Simon Cai, Chief Financial Officer

Thank you. Throughout our whole operational history, we have maintained a very prudent approach and attitude towards commission rates. Our current commission rate is still low and far from reaching any limits. The recent regulatory guidelines issued by authorities like Ministry of Transportation can be seen as more of a positive development for our platform instead of suppressing commission fees. These regulations are intended to encourage platforms to adopt a more transparent and reasonable practice in their commission structures. We welcome these regulatory measures and view them as a positive step towards providing a stable and sustainable operating environment, enabling us to operate with greater confidence in the future. In regard to our business, the recent adjustments to the maximum commission fee has not had a negative impact on the platform. For instance, the upper limit of commission for our entrusted shipment model has been lowered by roughly 10% from the original RMB199 per order, yet it still remains significantly higher than the actual average commission per order we charge at the moment. In the future, we will introduce various types of products and value-added services for shippers, thereby diversifying our revenue streams. We believe that by optimizing fee composition and expanding service offerings, the platform economy will embrace more opportunities as well as creating more room for growth. Additionally, our ecosystem and strategic positioning in the industry provide us with inherent competitive advantages. We'll continue to strengthen the development of our ecosystem, introduce innovative services and solutions to bring greater value to our users, and this approach will further drive the development and advancement of the freight transportation industry as a whole.

Operator, Operator

Thank you. And ladies and gentlemen, that concludes the question-and-answer session. I'd like to turn the conference back over to Mao Mao for any closing remarks.

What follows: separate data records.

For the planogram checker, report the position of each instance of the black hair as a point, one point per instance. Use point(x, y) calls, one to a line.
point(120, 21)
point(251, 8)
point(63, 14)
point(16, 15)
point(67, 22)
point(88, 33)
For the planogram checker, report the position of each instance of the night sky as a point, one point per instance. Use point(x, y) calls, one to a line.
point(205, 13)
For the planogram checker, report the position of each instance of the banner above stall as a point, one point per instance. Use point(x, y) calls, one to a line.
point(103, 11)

Mao Mao, Head of Investor Relations

Thank you, operator, and thank you, everyone, for joining us today. If you have any further questions, please feel free to contact us at Full Truck Alliance directly or TPG Investor Relations. Our contact information for IR in both China and U.S. can be found in today's press release. Have a great day.

Operator, Operator

Thank you. Ladies and gentlemen, this concludes today's conference call. You may now disconnect your lines, and have a wonderful day.